A simple example of how these different attitudes toward observational findings could completely alter the interpretation of natural phenomena is provided by the discovery of sunspots. As I noted earlier, the Jesuit astronomer Christopher Scheiner observed these spots competently and carefully. However, he made the mistake of allowing his Aristotelian prejudices of a perfect heaven to color his judgment. Consequently, when he discovered that the spots did not return to the
same position and order, he was quick to announce that he could “free the Sun from the injury of spots.” His premise of celestial immutability constrained his imagination and prevented him from considering the possibility that the spots could change, even beyond recognition. He therefore concluded that the spots
had
to be stars orbiting the Sun. Galileo’s course of attack on the question of the distance of the spots from the Sun’s surface was entirely different. He identified three observations that needed an explanation: First, the spots appeared to be thinner when they were near the edge of the solar disk than when they were near the disk’s center. Second, the separations between the spots appeared to increase as the spots approached the center of the disk. Finally, the spots appeared to travel faster near the center than close to the edge.
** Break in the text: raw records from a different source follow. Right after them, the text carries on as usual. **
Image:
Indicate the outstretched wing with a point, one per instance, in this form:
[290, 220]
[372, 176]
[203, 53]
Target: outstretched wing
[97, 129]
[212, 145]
Galileo was able to show with a single geometrical construction that the hypothesis—that the spots were contiguous to the surface of the Sun and were carried around by it—was consistent with all the observational facts. His detailed explanation was based on the visual phenomenon of
foreshortening
on a sphere—the fact that shapes appear thinner and closer together near the edge (figure 19 demonstrates the effect for circles drawn on a spherical surface).
The importance of Galileo’s demonstration for the foundations of the scientific process was tremendous. He showed that observational data become meaningful descriptions of reality only when embedded in an appropriate mathematical theory. The same observations could
lead to ambiguous interpretations unless understood in a broader theoretical context.